Folha - Como foi o contato dos matis com os brancos?
Ivan Matis -
Faz tempo [1976". Eu era criança, mas lembro. Eu tinha medo, porque os brancos sempre andavam armados. Eles chamaram meu pai e trouxeram presentes: facões, milho e batata. Diziam que vinham para ajudar.

Folha - O que aconteceu depois?
Matis -
Antes [do contato", a gente não sabia que branco trazia gripe, sarampo, pneumonia. Meu pai morreu de pneumonia. Muita gente morreu [dois terços dos 250 matis contados morreram de doenças em cinco anos".

Folha - O que acha dos brancos?
Matis -
[Não respondeu".

Folha - O que o contato com os brancos trouxe de bom?
Matis -
Tem espingarda, roupa e vacina.

Folha - E de ruim?
Matis -
Cachaça, cerveja e doença.

Folha - Moram brancos na aldeia?
Matis -
Lá só mora a gente. A gente caça, faz festas. Branco só tem no posto [da Funai".

Folha - Você participou da expedição que contatou os corubos. Como eles estão?
Matis -
Antes, os caçadores atiravam neles. Tem um monte deles com chumbo no corpo. Agora sabem do perigo, ficam mais longe de onde vem os caçadores. O perigo ficou mais longe.

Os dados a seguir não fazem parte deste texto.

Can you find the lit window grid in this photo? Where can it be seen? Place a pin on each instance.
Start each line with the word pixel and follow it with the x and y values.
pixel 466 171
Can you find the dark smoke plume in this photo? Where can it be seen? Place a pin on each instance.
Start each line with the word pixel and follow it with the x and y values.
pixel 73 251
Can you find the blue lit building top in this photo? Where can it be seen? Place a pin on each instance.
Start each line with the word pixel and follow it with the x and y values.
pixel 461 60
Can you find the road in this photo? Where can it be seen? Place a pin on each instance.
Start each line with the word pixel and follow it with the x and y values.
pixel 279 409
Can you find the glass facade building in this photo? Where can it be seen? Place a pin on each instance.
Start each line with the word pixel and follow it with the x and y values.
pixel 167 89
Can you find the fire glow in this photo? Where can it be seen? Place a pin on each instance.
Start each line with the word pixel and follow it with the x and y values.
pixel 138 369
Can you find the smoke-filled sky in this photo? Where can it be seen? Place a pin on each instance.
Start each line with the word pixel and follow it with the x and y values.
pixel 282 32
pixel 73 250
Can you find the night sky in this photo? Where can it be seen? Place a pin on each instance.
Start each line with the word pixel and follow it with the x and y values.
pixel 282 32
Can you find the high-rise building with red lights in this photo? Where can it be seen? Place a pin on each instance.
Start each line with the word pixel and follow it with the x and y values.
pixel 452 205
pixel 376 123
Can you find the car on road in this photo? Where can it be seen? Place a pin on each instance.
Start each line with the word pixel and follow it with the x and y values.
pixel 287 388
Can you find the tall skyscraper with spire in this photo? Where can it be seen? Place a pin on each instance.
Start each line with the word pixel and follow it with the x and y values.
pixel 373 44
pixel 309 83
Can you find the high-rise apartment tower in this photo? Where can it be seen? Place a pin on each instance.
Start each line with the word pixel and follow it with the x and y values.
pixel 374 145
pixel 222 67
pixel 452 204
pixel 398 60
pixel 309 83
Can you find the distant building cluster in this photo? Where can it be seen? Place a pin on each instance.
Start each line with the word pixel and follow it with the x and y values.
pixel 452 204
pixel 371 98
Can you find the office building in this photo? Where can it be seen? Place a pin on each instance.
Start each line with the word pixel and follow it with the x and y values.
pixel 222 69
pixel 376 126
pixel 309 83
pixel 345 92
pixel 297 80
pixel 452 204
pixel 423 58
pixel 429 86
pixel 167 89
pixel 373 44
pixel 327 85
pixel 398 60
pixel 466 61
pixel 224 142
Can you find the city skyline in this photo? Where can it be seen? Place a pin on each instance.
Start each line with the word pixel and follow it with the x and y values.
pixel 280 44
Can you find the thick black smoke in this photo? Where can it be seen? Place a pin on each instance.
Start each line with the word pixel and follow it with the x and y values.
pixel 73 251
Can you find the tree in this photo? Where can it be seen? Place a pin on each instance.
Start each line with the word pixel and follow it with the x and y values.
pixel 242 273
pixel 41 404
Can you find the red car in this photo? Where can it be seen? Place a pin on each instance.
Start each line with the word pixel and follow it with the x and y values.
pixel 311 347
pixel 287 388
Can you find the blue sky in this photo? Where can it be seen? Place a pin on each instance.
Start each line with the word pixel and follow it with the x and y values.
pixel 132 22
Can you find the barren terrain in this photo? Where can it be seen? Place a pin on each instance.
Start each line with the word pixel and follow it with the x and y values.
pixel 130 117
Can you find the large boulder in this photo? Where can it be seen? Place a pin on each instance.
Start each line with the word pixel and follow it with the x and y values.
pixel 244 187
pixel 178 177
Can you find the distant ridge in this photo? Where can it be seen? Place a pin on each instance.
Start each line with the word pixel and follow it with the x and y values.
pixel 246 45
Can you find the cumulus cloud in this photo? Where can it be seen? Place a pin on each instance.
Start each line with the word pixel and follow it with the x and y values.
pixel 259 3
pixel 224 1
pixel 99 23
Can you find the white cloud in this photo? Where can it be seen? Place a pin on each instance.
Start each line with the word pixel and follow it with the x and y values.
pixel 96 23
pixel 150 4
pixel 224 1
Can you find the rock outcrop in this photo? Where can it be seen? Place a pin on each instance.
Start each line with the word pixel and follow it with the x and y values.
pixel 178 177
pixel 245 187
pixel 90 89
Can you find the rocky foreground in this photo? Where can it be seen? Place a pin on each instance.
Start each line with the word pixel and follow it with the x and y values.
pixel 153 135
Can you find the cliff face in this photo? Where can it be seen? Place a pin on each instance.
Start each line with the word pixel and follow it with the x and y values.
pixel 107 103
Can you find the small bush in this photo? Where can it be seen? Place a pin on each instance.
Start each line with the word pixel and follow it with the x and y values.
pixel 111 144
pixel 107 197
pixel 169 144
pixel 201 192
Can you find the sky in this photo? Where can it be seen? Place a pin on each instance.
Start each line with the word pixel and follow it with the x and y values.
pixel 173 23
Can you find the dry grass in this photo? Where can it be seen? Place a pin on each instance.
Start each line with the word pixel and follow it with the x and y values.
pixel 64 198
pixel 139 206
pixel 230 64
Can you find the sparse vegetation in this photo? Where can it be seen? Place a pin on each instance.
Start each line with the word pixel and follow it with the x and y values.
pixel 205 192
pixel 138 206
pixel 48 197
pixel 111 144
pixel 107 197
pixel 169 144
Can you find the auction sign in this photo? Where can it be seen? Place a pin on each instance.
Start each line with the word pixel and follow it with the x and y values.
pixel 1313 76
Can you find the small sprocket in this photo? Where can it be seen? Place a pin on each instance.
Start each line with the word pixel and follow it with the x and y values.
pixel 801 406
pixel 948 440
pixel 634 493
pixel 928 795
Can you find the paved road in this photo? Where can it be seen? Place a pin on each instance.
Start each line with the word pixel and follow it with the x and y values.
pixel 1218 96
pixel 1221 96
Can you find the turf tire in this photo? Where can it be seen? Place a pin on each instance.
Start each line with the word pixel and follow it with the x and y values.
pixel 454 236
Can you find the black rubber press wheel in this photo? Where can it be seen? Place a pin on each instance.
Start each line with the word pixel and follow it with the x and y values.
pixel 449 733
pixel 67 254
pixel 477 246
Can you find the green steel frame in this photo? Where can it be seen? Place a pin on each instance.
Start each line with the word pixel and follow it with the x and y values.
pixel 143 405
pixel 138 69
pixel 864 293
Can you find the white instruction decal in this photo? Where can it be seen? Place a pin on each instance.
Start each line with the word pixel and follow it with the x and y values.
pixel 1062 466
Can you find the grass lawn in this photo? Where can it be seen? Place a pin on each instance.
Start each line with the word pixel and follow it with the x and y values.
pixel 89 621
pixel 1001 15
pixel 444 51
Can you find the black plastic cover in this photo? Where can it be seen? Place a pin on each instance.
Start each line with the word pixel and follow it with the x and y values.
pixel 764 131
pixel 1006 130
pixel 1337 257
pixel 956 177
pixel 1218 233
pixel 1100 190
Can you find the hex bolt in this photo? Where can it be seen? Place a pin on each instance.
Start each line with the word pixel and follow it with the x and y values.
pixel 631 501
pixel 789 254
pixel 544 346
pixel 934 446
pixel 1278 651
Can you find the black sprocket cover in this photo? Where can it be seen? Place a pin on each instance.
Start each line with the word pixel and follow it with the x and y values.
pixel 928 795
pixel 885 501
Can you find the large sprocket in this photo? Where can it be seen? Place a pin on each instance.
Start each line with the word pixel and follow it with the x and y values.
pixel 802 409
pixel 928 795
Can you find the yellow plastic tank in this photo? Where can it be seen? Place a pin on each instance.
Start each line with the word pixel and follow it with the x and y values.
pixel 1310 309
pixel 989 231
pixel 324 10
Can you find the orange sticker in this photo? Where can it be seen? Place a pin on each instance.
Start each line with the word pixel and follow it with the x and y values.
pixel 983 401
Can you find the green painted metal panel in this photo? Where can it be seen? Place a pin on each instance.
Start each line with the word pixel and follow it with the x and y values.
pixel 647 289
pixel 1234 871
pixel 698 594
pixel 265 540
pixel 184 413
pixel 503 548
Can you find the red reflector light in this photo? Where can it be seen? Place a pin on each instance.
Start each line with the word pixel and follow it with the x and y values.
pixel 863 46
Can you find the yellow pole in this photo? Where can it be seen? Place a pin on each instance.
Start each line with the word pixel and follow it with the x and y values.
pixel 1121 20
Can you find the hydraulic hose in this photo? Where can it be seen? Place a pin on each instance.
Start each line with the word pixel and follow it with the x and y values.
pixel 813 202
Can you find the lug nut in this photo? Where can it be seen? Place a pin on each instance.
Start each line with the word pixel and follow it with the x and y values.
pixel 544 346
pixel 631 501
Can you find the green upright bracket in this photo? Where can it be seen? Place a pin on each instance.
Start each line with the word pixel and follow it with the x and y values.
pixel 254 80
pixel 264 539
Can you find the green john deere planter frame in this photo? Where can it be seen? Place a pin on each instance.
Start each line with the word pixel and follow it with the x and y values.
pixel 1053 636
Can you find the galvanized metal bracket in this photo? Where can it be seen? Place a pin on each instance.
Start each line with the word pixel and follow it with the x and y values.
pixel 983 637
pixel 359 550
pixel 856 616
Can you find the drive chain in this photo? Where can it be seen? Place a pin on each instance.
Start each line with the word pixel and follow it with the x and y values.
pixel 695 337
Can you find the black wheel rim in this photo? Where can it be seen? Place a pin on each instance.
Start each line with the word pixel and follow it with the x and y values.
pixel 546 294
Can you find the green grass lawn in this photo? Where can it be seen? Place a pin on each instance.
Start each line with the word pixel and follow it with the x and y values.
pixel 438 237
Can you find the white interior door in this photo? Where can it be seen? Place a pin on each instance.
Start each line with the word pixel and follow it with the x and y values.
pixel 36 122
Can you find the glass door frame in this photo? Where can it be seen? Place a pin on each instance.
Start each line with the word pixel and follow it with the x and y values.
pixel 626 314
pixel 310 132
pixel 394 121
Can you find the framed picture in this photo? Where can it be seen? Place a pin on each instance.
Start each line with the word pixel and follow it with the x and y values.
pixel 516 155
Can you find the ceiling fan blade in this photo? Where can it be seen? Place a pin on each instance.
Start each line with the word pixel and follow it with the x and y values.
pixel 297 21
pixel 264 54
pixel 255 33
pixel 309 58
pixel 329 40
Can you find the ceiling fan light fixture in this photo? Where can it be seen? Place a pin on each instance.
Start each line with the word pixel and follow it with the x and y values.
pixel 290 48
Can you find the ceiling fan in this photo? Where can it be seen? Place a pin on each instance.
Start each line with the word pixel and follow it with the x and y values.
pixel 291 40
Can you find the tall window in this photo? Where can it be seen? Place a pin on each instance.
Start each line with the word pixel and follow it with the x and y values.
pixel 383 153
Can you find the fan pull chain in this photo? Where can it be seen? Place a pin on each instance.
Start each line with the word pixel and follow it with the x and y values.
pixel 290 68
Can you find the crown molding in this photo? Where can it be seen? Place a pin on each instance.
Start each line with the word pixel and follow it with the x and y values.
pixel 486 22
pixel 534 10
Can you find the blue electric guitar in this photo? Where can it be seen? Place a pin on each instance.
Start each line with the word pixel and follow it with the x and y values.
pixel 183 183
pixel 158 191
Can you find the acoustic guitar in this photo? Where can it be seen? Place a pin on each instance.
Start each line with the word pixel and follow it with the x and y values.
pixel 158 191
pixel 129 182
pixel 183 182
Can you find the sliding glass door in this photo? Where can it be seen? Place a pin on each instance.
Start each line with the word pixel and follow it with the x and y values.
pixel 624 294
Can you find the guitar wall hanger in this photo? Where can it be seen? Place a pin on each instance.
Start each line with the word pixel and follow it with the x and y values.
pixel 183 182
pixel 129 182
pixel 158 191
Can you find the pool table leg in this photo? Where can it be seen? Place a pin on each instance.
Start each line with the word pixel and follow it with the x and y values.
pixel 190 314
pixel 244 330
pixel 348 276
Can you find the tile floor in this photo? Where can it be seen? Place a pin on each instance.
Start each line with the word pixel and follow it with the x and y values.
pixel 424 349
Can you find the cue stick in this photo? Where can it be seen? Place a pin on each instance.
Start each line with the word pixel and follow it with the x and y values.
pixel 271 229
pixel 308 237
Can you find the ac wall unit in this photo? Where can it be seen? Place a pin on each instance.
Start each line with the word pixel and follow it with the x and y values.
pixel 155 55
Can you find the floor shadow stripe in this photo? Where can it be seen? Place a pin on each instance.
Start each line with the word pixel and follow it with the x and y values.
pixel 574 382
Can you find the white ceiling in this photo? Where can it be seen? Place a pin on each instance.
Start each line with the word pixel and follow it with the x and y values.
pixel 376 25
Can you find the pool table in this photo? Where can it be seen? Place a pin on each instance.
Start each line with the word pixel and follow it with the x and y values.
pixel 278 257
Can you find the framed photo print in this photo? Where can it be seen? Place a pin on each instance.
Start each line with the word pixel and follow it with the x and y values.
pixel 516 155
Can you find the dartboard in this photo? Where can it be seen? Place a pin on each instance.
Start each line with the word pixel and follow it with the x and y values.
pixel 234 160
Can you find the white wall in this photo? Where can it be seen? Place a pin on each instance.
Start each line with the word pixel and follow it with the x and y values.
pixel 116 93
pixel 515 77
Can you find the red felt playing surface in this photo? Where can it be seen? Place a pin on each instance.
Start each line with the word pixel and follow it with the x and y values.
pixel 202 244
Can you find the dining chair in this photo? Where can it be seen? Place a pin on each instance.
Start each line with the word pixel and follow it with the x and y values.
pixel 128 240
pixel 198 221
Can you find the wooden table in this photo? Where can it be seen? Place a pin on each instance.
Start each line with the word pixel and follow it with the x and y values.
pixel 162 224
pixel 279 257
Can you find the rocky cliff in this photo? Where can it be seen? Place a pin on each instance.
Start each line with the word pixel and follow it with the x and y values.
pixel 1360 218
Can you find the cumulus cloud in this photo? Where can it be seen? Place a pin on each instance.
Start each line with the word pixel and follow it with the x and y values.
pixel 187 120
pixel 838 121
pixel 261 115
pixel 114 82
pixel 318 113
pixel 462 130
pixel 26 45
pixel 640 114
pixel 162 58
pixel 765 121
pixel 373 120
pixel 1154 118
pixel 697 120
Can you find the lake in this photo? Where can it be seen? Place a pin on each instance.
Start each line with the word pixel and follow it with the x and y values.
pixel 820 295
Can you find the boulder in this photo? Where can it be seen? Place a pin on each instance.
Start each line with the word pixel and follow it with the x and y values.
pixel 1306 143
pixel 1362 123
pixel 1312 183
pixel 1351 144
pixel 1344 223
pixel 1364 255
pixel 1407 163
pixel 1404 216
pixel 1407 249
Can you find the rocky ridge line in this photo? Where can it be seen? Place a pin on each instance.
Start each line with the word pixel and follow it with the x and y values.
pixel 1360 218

Folha - Quem vive melhor, os matis, que já usam roupa e caçam com espingarda, ou os corubos, que ainda vivem pelados?
Matis -
Nós [os matis". Mas isso porque a gente passou pela doença, não tem mais morte por gripe. Porque se a gente continuasse sofrendo como na época do meu pai não ia ter mais matis.

Folha - O que você acha que deve ser feito com os índios que ainda não tiveram contato com brancos?
Matis -
A minha mãe me diz que a gente era muito mais feliz no mato, sem o contato.